Current guidelines list 11 key elements for health care providers to discuss regarding end-of-life care, although these are based mainly on expert opinion and not on patient and family feedback.
A team of researchers with backgrounds in general internal medicine, critical care medicine and palliative care surveyed 233 older adults in hospital with serious illnesses and 205 family members about the importance of the 11 guideline-recommended elements of end-of-life care. The patients had been admitted to 9 hospitals in British Columbia, Alberta, Ontario and Quebec.
Top 5 things to discuss in end-of-life care, according to patients and families:
- preferences of care in event of life-threatening illness
- patient values
- prognosis of illness
- fears or concerns
- additional questions regarding care.
“However, we found that these elements are infrequently discussed and that concordance between preferred and prescribed goals of care is low,” state the authors.

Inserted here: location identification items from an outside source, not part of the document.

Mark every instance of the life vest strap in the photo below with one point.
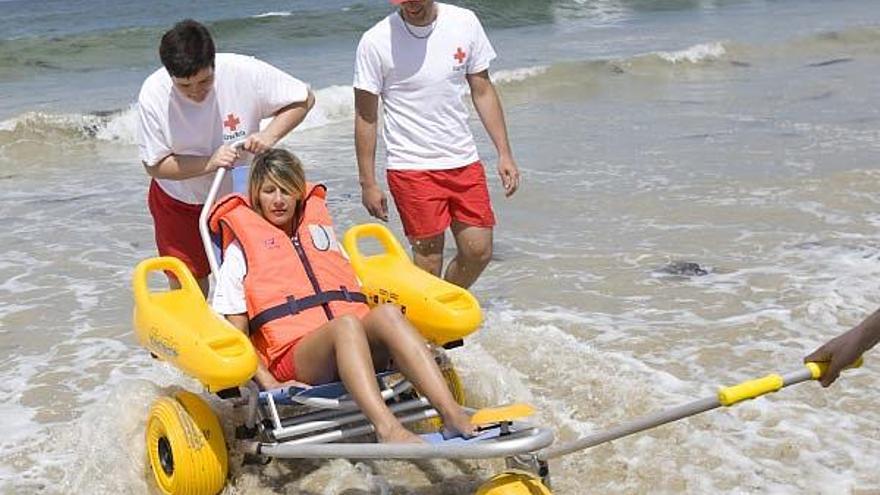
(293, 306)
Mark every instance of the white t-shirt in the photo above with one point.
(229, 297)
(246, 90)
(422, 84)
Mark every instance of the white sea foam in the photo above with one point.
(696, 53)
(273, 14)
(520, 74)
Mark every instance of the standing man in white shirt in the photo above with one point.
(189, 112)
(421, 60)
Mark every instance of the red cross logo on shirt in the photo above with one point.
(231, 122)
(459, 55)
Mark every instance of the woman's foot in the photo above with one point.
(398, 434)
(458, 424)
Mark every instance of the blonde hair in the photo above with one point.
(281, 167)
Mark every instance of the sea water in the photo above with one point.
(698, 207)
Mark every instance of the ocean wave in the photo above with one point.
(273, 14)
(695, 54)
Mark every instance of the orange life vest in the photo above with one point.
(293, 284)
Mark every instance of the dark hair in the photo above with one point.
(186, 49)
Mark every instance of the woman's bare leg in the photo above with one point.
(341, 346)
(386, 324)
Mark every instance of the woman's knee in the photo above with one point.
(348, 328)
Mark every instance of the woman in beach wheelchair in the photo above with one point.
(285, 282)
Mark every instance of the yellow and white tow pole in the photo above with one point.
(727, 397)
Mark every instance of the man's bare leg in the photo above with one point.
(474, 252)
(428, 253)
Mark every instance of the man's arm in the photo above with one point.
(488, 107)
(179, 167)
(845, 349)
(366, 109)
(284, 121)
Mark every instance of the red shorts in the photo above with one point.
(429, 200)
(177, 230)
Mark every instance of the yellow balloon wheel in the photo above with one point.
(185, 446)
(514, 482)
(453, 382)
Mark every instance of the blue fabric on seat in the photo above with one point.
(437, 438)
(332, 390)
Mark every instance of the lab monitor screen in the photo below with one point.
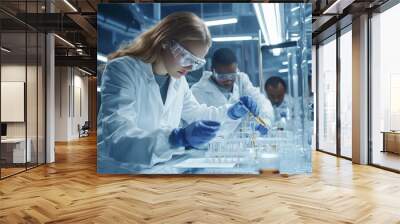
(180, 90)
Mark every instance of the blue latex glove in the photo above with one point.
(261, 129)
(283, 114)
(195, 134)
(246, 104)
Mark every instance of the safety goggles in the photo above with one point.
(226, 76)
(184, 57)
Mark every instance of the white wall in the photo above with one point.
(69, 82)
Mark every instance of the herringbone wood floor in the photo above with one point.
(70, 191)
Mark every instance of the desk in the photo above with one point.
(13, 150)
(391, 141)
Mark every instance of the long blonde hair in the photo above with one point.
(179, 26)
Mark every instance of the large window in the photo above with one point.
(327, 96)
(385, 84)
(346, 93)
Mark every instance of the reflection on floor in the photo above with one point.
(10, 169)
(387, 159)
(70, 191)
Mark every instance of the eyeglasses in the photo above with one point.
(226, 76)
(184, 57)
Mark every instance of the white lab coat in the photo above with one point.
(134, 124)
(287, 106)
(207, 92)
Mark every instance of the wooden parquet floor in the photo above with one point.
(70, 191)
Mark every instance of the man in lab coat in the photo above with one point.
(226, 84)
(276, 90)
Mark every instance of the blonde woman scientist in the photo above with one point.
(145, 95)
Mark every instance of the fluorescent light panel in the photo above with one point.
(86, 72)
(295, 8)
(221, 22)
(102, 58)
(261, 21)
(232, 38)
(70, 5)
(283, 70)
(5, 50)
(65, 41)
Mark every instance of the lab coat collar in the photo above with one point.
(172, 86)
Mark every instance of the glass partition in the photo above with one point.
(22, 90)
(346, 93)
(385, 89)
(327, 96)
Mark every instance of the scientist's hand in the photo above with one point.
(240, 109)
(261, 129)
(195, 134)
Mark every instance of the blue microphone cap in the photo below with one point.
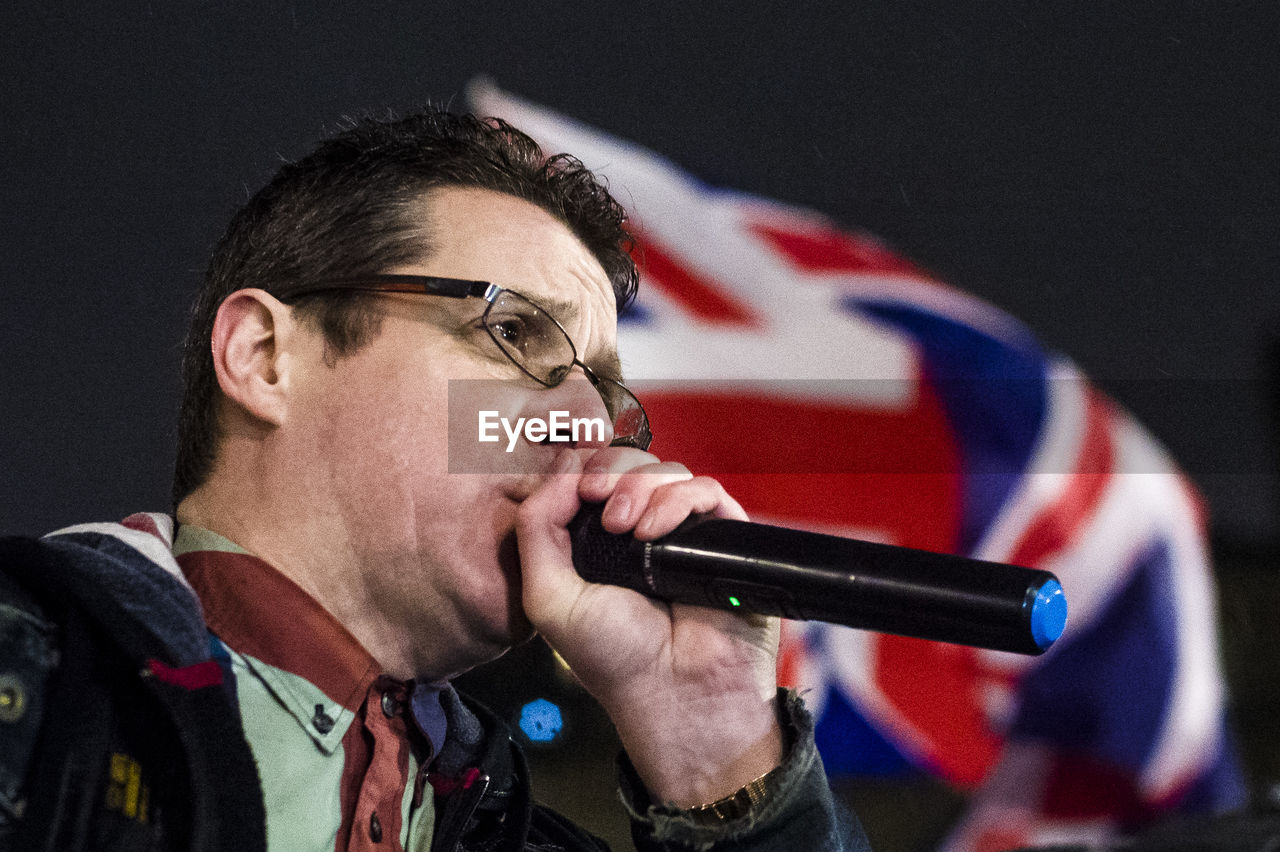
(1048, 613)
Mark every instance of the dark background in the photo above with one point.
(1107, 173)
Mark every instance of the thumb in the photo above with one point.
(549, 582)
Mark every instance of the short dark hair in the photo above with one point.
(353, 207)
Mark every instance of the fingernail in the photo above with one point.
(565, 462)
(620, 509)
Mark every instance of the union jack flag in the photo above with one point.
(833, 385)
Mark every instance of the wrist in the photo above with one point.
(711, 756)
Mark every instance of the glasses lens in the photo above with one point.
(630, 422)
(530, 337)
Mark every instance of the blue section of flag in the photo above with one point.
(1107, 691)
(993, 394)
(850, 746)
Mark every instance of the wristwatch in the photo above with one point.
(736, 804)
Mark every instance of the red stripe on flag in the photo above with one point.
(824, 463)
(705, 299)
(1059, 523)
(1084, 788)
(827, 250)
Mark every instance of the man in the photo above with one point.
(355, 546)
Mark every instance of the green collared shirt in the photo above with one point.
(339, 754)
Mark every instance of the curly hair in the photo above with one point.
(353, 207)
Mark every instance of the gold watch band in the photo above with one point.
(736, 804)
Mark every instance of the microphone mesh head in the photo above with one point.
(604, 557)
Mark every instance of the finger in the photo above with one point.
(548, 577)
(671, 504)
(630, 494)
(603, 468)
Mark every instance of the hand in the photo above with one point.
(690, 690)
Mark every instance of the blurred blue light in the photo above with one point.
(540, 720)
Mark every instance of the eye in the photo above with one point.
(511, 330)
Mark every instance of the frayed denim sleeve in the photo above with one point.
(801, 814)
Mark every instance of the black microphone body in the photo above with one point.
(773, 571)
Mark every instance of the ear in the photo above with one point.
(250, 344)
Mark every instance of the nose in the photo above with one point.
(575, 413)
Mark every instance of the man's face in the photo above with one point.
(435, 548)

Patients reported that of the 11 key elements, an average of only 1.4 had been discussed with the health care team within the first few days after admission to hospital. The more elements of care that physicians discussed with patients, the higher the satisfaction patients and their families reported about care received.
“Our results suggest that concordance between preferences and prescribed goals of care, as well as satisfaction with end-of-life communication, increase with the number of elements discussed,” write the authors.
They hope that their findings will help improve end-of-life care for patients in hospital.
The authors have previously published a related guide in CMAJ called “Just Ask” to help physicians initiate end-of-life discussions with patients and their families http://www.cmaj.ca/content/186/6/425.full.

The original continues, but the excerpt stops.